NARANG and ELLIOT B. NEWMAN, and each of them, with power of substitution, as
proxies of the undersigned to vote all shares of stock which the undersigned is
entitled in any capacity to vote at the above-stated Special Meeting, and at all
adjournments and postponements thereof in their discretion, upon such other
matters as may properly be brought before the meeting. This proxy revokes all
prior proxies given by the undersigned.
 
    ALL PROPERLY SIGNED PROXIES WILL BE VOTED AS DIRECTED. ALL ABSTAIN VOTES
WILL BE COUNTED IN DETERMINING THE EXISTENCE OF A QUORUM AT THE SPECIAL MEETING,
BUT WILL NOT BE VOTED IN FAVOR OF THE PROPOSAL AS TO WHICH SUCH ABSTAIN VOTE WAS
DIRECTED. IF NO DIRECTION IS MADE, THIS PROXY WILL BE VOTED FOR APPROVAL OF THE
ISSUANCE OF SHARES OF COMMON STOCK UPON CONVERSION OF SERIES A CONVERTIBLE
PREFERRED STOCK (PROPOSAL 1) AND FOR RATIFICATION OF THE STOCK ACQUISITION AND
MERGER AGREEMENT SO AS TO APPROVE THE ISSUANCE OF CONTINGENT STOCK CONTEMPLATED
THEREBY (PROPOSAL 2).
 
    RECEIPT OF THE NOTICE OF MEETING AND PROXY STATEMENT IS HEREBY ACKNOWLEDGED.
 
    1. Approval of issuance of Common Stock upon conversion of the Series A
       Convertible Preferred Stock of Alliance Entertainment Corp.
 
            / /  For            / /  Against            / /  Abstain
 
                                                     (CONTINUED ON REVERSE SIDE)
<PAGE>
(CONTINUED FROM REVERSE SIDE)
 
    2. Ratification of the Stock Acquisition and Merger Agreement so as to
approve the issuance of Contingent Stock contemplated thereby.
 
            / /  For            / /  Against            / /  Abstain
 
    PLEASE SIGN, DATE AND MAIL THE PROXY CARD PROMPTLY USING THE ENCLOSED
ENVELOPE.
 
    THE BOARD OF DIRECTORS RECOMMEND A VOTE FOR PROPOSALS 1 AND 2.
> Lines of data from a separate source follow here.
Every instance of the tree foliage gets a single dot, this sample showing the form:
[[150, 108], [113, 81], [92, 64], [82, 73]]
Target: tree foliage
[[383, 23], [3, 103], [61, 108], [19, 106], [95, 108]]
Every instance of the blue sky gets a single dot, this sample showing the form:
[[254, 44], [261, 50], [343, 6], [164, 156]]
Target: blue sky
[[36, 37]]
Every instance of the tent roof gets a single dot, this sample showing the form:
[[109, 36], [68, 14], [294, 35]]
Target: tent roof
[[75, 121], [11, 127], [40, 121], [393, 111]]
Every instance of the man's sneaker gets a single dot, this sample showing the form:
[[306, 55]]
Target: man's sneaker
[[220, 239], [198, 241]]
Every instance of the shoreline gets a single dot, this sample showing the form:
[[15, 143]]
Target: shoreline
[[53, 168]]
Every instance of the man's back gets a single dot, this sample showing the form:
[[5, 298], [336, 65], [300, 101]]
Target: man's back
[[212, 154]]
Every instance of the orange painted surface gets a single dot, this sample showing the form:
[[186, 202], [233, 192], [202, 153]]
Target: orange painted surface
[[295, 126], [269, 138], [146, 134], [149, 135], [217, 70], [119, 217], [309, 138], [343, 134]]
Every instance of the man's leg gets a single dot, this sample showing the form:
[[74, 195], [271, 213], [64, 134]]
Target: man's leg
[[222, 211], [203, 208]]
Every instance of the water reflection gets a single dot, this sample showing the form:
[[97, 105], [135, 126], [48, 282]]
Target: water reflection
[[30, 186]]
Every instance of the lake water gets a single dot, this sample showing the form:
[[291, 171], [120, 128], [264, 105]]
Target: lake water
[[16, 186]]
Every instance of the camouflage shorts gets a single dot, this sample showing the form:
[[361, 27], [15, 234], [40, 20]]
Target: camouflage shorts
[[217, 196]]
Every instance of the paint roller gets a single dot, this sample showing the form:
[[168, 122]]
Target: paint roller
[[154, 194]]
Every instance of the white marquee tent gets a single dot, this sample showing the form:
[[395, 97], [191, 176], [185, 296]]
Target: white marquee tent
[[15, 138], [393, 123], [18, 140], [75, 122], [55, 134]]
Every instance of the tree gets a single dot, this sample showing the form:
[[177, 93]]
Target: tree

                                              SIGNATURES: ______________________
                                              __________________________________
                                              DATE: ____________________________
 
                                              NOTE: Joint Owners should EACH
                                                    sign. Please sign EXACTLY as
                                                    your name(s) appear(s) on
                                                    this card. When signing as
                                                    an attorney, trustee,
                                                    executor, administrator or
                                                    guardian or corporate
                                                    officer please give full
                                                    name as such.